Circuit QED with a graphene double quantum dot and a reflection-line resonator

Graphene has attracted considerable attention in recent years due to its unique physical properties and potential applications. Graphene quantum dots have been proposed as quantum bits, and their excited-state relaxation rates have been studied experimentally. However, their dephasing rates remain unexplored. In addition, it is still not clear how to implement long-range interaction among qubits for future scalable graphene quantum computing architectures. Here we report a circuit quantum electrodynamics (cQED) experiment using a graphene double quantum dot (DQD) charge qubit and a superconducting reflection-line resonator (RLR).

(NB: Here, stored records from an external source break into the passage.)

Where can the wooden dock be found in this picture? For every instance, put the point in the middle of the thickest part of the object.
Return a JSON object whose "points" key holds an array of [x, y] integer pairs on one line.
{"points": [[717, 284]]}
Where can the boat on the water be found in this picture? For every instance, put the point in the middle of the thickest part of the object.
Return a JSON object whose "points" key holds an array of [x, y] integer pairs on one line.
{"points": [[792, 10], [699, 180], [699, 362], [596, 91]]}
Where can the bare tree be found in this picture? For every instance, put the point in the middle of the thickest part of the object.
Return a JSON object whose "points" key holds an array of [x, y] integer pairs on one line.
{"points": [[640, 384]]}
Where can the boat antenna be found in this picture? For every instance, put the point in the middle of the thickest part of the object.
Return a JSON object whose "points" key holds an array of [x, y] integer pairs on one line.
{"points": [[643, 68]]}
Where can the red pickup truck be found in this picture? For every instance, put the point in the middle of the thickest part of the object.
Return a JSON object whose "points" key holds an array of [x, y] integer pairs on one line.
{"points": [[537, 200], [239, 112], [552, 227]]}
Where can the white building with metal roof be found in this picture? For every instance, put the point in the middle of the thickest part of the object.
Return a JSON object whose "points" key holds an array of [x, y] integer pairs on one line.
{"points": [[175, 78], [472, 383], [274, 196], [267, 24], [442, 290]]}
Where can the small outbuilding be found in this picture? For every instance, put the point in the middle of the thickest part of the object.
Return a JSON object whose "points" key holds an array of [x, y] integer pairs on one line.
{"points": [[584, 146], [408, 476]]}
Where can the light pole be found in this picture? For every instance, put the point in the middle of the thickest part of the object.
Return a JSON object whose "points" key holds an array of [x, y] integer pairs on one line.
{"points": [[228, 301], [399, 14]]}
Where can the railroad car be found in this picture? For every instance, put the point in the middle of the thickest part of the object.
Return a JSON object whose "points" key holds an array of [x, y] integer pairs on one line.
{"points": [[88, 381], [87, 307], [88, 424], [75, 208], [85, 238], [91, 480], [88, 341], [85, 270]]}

The demonstration of this capacitive coupling between a graphene qubit and a resonator provides a possible approach for mediating interactions between spatially-separated graphene qubits. Furthermore, taking advantage of sensitive microwave readout measurements using the resonator, we measure the charge-state dephasing rates in our hybrid graphene nanostructure, which is found to be of the order of GHz. A spectral analysis method is also developed to simultaneously extract: the DQD-resonator coupling strength, the tunneling rate between the DQD charge states, and the charge-state dephasing rate. Our results show that this graphene cQED architecture can be a compelling platform for both graphene physics research and potential applications.